Se acercó a una profesora y le susurró algo, explicándole la situación, supuso Geneva. La mujer asintió con la cabeza y entró en el servicio. Salió poco después.

– Está vacío.

El señor Bell se apostó en la puerta.

– Me aseguraré de que sólo entren estudiantes.

Geneva se metió en el servicio, dando gracias al cielo por tener un momento de paz, por estar fuera del alcance de todas las miradas. Lejos de la angustia de saber que alguien quería hacerle daño. Antes estaba enojada. Antes se había mostrado desafiante. Pero ahora la realidad empezaba a venírsele encima y se sentía asustada y confundida.

Salió del aseo y se lavó las manos y la cara. Había entrado otra chica y se estaba maquillando. Del último curso, creía Geneva. Alta, de buen ver, con las cejas depiladas con mucho arte y el flequillo peinado a la perfección con secador. La chica la miró de arriba abajo, por la historia de la televisión. Estaba catalogándola. Aquí eso se veía todo el tiempo; cada minuto de cada día, la observación de las competidoras: qué llevaba puesto una chica, cuántos piercings, si eran de oro puro o chapado, si tenía puesto demasiado brillo, si sus trenzas estaban bien o si se le estaban aflojando, si iba emperifollada o llevaba un vestido sencillo; esas extensiones, ¿eran auténticas o falsas? ¿Usaba ropa holgada para ocultar un embarazo?

Geneva, que gastaba su dinero en libros, no en ropa ni en maquillaje, siempre quedaba muy abajo en el ránking.

No era que lo que Dios le había dado fuera de mucha ayuda. Tenía que respirar hondo para llenar el sujetador, y normalmente ni siquiera se molestaba en ponérselo. Para las chicas de Delano, ella era esa «zorra de tetitas de yema de huevo», y se habían dirigido a ella como si fuera un chico miles de veces durante el último año. (Lo más doloroso era cuando alguien realmente la confundía con un chico, no cuando se estaban metiendo con ella). Y luego estaba el pelo: apretado e hirsuto como lana de acero. No tenía tiempo para hacerse rastas o atarse cintitas. Las trenzas y las extensiones requerían una eternidad, y aunque Keesh se las habría hecho gratis, en realidad la habrían hecho parecer aún más joven, como si fuera un niñito vestido por su mamita.

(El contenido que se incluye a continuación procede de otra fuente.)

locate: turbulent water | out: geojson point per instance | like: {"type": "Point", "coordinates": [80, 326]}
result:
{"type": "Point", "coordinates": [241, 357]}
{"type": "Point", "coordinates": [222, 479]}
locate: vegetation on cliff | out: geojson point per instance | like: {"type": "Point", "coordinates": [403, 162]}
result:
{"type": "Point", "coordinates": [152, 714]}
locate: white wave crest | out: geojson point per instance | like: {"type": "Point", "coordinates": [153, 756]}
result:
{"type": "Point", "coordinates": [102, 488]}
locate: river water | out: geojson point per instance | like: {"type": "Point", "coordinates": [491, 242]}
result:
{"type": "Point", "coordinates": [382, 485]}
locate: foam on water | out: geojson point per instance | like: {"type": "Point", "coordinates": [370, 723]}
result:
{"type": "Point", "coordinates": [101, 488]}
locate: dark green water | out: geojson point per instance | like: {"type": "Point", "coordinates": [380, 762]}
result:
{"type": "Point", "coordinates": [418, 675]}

Altiva, allí va, la pequeña y esmirriada chico-chica… Agarradla

La chica mayor, que seguía a su lado en los lavabos, se volvió otra vez hacia el espejo. Era bonita y ancha de espaldas, se le marcaban las tiras y los elásticos de su sexy sujetador, su largo cabello era lacio, muy alisado, sus suaves mejillas tenían un ligero toque granate. Sus zapatos eran rojos como manzanas acarameladas. Era todo lo que no era Geneva.